Elle avait excusé en elle-même son changement d’amour sur une ressemblance qu’elle avait cru voir entre Onfroi et Thibaut, mais si elle avait existé, cette ressemblance, elle n’était qu’imaginaire et quand ses yeux se posèrent à nouveau sur son époux, elle fut presque choquée de le trouver mièvre tandis qu’il offrait à son tour des paroles de gratitude à son royal beau-frère. Certes, il était encore très jeune puisqu’il avait l’âge du Thibaut de jadis, mais elle sentait que les années en passant sur lui ne l’approcheraient jamais de ce chevalier superbe et silencieux dont elle avait cru pouvoir faire si bon marché. Alors, incapable d’endurer plus longtemps cette présence qui lui inspirait des regrets si cruels, Isabelle éclata en sanglots et retourna au château en courant. Onfroi, débordant de mots tendres et de consolations forcément maladroites puisqu’il se méprenait sur la cause d’un chagrin qu’il attribuait à l’état de Baudouin, se précipita derrière elle, mais, quand il atteignit la porte de leur chambre, il la trouva fermée.

— Laissez-moi, s’il vous plaît ! répondit la voix mouillée de la jeune femme en réponse à ses appels. Et pardonnez-moi, mais j’ai vraiment besoin de rester seule un moment.

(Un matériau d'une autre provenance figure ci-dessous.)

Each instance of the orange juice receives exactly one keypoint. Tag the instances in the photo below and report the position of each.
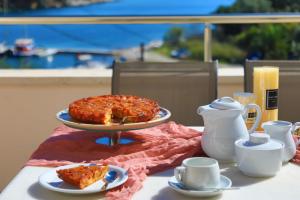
(265, 88)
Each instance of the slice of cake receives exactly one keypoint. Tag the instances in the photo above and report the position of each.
(83, 176)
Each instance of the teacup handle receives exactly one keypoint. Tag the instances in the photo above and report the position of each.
(258, 116)
(178, 173)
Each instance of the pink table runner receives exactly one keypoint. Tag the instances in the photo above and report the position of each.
(158, 148)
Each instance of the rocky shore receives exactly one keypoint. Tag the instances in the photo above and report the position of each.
(15, 5)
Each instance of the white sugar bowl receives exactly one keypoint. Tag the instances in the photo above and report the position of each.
(259, 156)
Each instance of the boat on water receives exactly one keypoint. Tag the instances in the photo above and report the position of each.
(25, 47)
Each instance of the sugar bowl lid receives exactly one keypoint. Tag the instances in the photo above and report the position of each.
(226, 103)
(259, 141)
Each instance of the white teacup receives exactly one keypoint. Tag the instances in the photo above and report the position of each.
(198, 173)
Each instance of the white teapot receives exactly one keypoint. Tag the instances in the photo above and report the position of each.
(223, 125)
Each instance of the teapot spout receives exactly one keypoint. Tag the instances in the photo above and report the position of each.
(201, 110)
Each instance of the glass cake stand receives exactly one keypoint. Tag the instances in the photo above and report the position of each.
(115, 129)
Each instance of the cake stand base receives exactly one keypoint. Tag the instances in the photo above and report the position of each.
(114, 140)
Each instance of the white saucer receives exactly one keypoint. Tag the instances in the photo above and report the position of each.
(225, 182)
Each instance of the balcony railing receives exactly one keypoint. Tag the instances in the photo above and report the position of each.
(208, 20)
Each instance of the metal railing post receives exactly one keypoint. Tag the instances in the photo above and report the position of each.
(207, 43)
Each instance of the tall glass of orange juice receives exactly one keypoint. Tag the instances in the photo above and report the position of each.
(265, 88)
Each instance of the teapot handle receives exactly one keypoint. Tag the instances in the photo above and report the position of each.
(294, 128)
(258, 116)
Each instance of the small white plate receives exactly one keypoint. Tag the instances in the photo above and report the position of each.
(50, 180)
(224, 183)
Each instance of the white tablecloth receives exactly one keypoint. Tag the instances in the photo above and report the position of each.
(284, 186)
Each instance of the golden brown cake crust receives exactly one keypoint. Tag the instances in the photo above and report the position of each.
(83, 176)
(107, 108)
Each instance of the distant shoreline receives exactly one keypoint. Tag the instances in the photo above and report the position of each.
(35, 5)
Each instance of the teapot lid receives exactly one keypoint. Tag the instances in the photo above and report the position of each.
(226, 103)
(259, 141)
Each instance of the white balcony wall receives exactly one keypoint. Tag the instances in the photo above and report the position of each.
(31, 98)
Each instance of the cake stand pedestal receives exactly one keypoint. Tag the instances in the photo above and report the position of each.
(115, 129)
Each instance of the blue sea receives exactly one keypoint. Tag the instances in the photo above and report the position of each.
(107, 37)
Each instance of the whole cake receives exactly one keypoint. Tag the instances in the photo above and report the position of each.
(113, 108)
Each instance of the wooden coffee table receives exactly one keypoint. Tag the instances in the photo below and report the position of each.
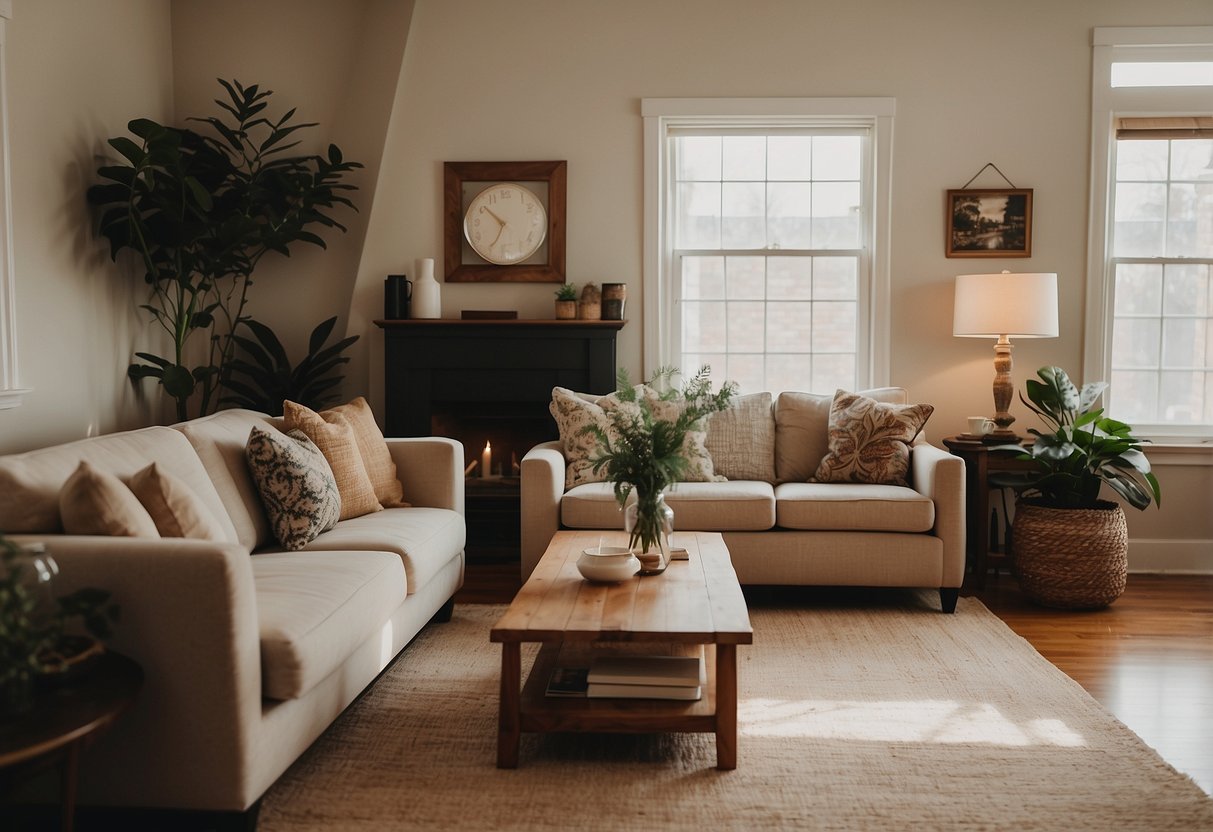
(694, 602)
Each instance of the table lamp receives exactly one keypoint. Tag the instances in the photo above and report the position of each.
(1004, 306)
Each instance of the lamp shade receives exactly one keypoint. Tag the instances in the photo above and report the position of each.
(1023, 306)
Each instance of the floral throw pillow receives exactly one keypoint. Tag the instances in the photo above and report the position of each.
(870, 440)
(296, 485)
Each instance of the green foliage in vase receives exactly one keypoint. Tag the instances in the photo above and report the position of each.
(30, 628)
(261, 376)
(1082, 450)
(643, 450)
(200, 210)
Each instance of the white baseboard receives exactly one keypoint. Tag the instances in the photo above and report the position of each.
(1178, 557)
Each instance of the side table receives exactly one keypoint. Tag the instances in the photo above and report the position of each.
(979, 463)
(63, 722)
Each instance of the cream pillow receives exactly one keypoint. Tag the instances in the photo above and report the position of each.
(870, 440)
(741, 439)
(296, 485)
(334, 434)
(372, 448)
(96, 502)
(175, 508)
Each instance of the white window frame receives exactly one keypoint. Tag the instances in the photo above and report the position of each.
(1108, 103)
(10, 389)
(660, 305)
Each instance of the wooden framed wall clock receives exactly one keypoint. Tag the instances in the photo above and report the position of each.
(504, 221)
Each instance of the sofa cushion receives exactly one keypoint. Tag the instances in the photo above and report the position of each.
(218, 440)
(334, 434)
(870, 440)
(296, 485)
(175, 508)
(741, 439)
(425, 539)
(802, 429)
(96, 502)
(852, 507)
(732, 506)
(315, 608)
(30, 482)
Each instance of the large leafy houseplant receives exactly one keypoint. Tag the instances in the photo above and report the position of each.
(643, 448)
(200, 210)
(1081, 451)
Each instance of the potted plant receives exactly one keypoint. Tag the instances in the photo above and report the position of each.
(200, 210)
(1070, 547)
(35, 638)
(567, 302)
(643, 450)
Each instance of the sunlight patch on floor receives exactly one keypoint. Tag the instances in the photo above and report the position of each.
(926, 721)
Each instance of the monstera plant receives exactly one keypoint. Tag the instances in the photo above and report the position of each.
(200, 210)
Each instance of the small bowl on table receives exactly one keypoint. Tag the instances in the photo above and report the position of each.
(608, 564)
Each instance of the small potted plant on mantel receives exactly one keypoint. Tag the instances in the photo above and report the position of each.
(1069, 547)
(567, 302)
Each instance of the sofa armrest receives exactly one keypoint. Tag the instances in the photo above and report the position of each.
(542, 485)
(189, 619)
(940, 476)
(431, 468)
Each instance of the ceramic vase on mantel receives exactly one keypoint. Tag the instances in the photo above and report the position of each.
(649, 523)
(427, 298)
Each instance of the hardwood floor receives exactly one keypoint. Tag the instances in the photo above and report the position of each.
(1148, 657)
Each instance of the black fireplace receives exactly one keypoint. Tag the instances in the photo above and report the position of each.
(488, 383)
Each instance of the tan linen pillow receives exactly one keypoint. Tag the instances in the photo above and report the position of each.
(96, 502)
(175, 508)
(334, 434)
(296, 485)
(741, 439)
(802, 429)
(870, 440)
(372, 448)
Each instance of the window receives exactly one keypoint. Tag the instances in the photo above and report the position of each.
(763, 255)
(1150, 281)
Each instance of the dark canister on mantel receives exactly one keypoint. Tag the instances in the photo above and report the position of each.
(397, 294)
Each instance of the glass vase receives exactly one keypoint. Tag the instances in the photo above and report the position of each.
(649, 523)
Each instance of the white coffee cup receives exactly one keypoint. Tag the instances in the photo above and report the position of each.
(980, 426)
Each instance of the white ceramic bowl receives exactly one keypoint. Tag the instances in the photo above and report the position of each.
(608, 563)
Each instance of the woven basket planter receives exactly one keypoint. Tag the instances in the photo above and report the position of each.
(1070, 558)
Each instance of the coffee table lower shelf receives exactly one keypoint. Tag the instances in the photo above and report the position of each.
(540, 713)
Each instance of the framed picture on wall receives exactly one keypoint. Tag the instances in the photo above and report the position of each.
(994, 222)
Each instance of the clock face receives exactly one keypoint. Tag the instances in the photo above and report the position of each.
(505, 223)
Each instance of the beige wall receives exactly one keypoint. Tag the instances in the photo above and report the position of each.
(78, 72)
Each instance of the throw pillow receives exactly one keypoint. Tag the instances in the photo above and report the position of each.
(574, 411)
(296, 485)
(870, 440)
(372, 448)
(741, 439)
(335, 437)
(96, 502)
(175, 508)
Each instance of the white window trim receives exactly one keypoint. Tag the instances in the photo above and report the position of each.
(1109, 45)
(660, 113)
(11, 393)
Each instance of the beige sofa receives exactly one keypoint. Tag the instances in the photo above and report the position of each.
(781, 529)
(246, 659)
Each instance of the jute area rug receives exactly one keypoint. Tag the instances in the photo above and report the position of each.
(883, 717)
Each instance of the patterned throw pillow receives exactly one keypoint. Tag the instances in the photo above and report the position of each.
(172, 505)
(741, 439)
(296, 485)
(870, 440)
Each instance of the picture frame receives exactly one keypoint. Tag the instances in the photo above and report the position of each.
(989, 222)
(462, 181)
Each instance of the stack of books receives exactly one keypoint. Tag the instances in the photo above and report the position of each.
(645, 677)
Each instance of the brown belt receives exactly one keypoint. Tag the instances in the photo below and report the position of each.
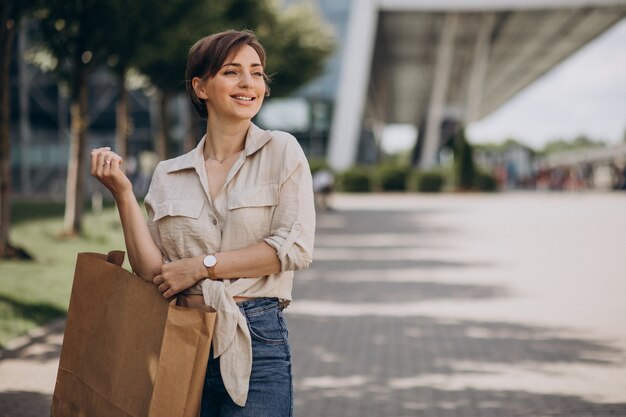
(197, 301)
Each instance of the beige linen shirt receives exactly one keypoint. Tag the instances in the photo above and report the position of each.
(267, 196)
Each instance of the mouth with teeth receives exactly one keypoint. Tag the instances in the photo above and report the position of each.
(243, 98)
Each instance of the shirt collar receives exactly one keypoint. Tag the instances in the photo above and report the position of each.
(256, 138)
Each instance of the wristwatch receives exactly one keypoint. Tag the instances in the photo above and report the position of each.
(209, 262)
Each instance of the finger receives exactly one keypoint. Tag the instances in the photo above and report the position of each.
(115, 163)
(157, 280)
(96, 157)
(100, 163)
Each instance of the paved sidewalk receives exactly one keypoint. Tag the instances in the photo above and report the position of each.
(470, 305)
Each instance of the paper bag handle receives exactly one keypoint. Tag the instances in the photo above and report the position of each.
(116, 257)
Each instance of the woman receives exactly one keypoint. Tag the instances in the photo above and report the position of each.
(238, 210)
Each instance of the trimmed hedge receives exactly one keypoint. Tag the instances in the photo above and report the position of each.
(484, 181)
(355, 180)
(391, 177)
(428, 181)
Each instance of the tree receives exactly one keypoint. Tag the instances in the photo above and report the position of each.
(163, 59)
(297, 46)
(10, 14)
(75, 33)
(296, 40)
(465, 169)
(133, 26)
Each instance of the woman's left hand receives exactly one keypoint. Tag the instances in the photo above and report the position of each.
(179, 275)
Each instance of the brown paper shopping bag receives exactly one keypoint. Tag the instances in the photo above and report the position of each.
(127, 351)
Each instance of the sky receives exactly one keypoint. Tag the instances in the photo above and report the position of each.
(584, 95)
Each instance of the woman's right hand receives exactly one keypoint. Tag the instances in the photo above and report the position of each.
(106, 167)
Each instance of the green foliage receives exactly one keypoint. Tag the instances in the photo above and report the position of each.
(35, 292)
(317, 164)
(464, 162)
(355, 180)
(177, 26)
(391, 177)
(74, 33)
(485, 181)
(427, 181)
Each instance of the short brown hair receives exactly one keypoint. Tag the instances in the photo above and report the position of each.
(208, 55)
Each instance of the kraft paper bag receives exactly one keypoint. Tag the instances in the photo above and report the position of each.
(127, 351)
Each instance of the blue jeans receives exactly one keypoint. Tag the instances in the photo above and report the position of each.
(271, 392)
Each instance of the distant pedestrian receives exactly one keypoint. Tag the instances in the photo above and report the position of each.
(323, 185)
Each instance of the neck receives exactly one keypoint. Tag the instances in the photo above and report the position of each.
(223, 140)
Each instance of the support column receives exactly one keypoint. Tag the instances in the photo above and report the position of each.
(439, 91)
(353, 80)
(478, 73)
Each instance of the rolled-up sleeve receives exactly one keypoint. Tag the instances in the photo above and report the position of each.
(293, 223)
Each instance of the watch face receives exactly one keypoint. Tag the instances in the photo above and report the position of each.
(210, 261)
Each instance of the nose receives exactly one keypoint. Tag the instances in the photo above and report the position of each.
(245, 80)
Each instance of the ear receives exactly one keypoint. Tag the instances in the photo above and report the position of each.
(198, 88)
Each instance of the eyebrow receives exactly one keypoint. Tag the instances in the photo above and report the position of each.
(235, 64)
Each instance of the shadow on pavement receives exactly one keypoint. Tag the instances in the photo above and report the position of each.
(373, 364)
(24, 404)
(382, 366)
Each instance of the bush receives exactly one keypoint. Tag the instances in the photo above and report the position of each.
(391, 177)
(317, 164)
(428, 181)
(484, 181)
(355, 180)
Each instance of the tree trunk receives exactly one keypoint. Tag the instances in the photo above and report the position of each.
(162, 137)
(122, 130)
(7, 32)
(191, 136)
(76, 165)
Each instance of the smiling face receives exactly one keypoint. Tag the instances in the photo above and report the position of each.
(236, 92)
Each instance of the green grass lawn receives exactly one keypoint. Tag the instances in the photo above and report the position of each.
(34, 292)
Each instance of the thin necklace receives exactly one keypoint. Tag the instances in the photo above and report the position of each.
(221, 161)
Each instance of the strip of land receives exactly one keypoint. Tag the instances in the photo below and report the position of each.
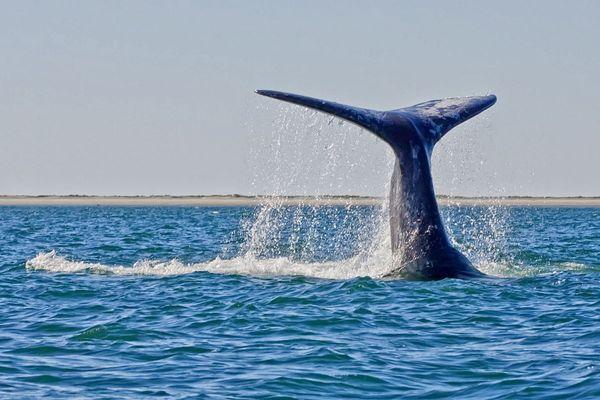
(239, 200)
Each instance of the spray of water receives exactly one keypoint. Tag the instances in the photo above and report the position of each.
(303, 152)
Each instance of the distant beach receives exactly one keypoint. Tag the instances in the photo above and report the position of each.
(242, 200)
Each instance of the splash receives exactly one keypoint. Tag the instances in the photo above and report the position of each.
(247, 265)
(305, 152)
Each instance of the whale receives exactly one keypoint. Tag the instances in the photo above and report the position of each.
(421, 248)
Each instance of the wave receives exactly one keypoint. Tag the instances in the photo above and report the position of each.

Avec un haussement d’épaules, le jeune époux se résigna et, boudeur, alla se joindre à la liesse de ceux qui venus à un mariage s’étaient retrouvés captifs d’un siège où ils avaient risqué leur tête. On but, on trinqua, on chanta de joie, mais chacun n’avait qu’une hâte : rentrer chez soi !

TROISIÈME PARTIE

TEMPLIER !…

8

La maison chevetaine

Dans la chapelle funéraire des rois de Jérusalem accolée au Saint-Sépulcre, la dalle de marbre venait de retomber sur le corps détruit de Baudouin IV au milieu du chant grave des prêtres, des prières sanglotantes des femmes et des fumées de l’encens montant en volutes épaisses de quatre cassolettes de bronze posées à même le sol. Puis tout se tut et lentement les assistants commencèrent à se retirer : le Patriarche avec la Très Sainte Croix le premier, puis sous les voiles blancs du deuil la mère et la sœur aînée du défunt, la première appuyant sur une canne un corps déjà courbé par les douleurs de son ventre, la seconde droite et fïère, menant par la main Bauduinet, son fils de cinq ans qui devenait le roi Baudouin V et serait couronné demain. Puis le régent, Raymond III de Tripoli, en tête des grands du royaume et des maîtres des ordres militaires, Templiers et Hospitaliers, et tous les autres enfin. Un seul resta…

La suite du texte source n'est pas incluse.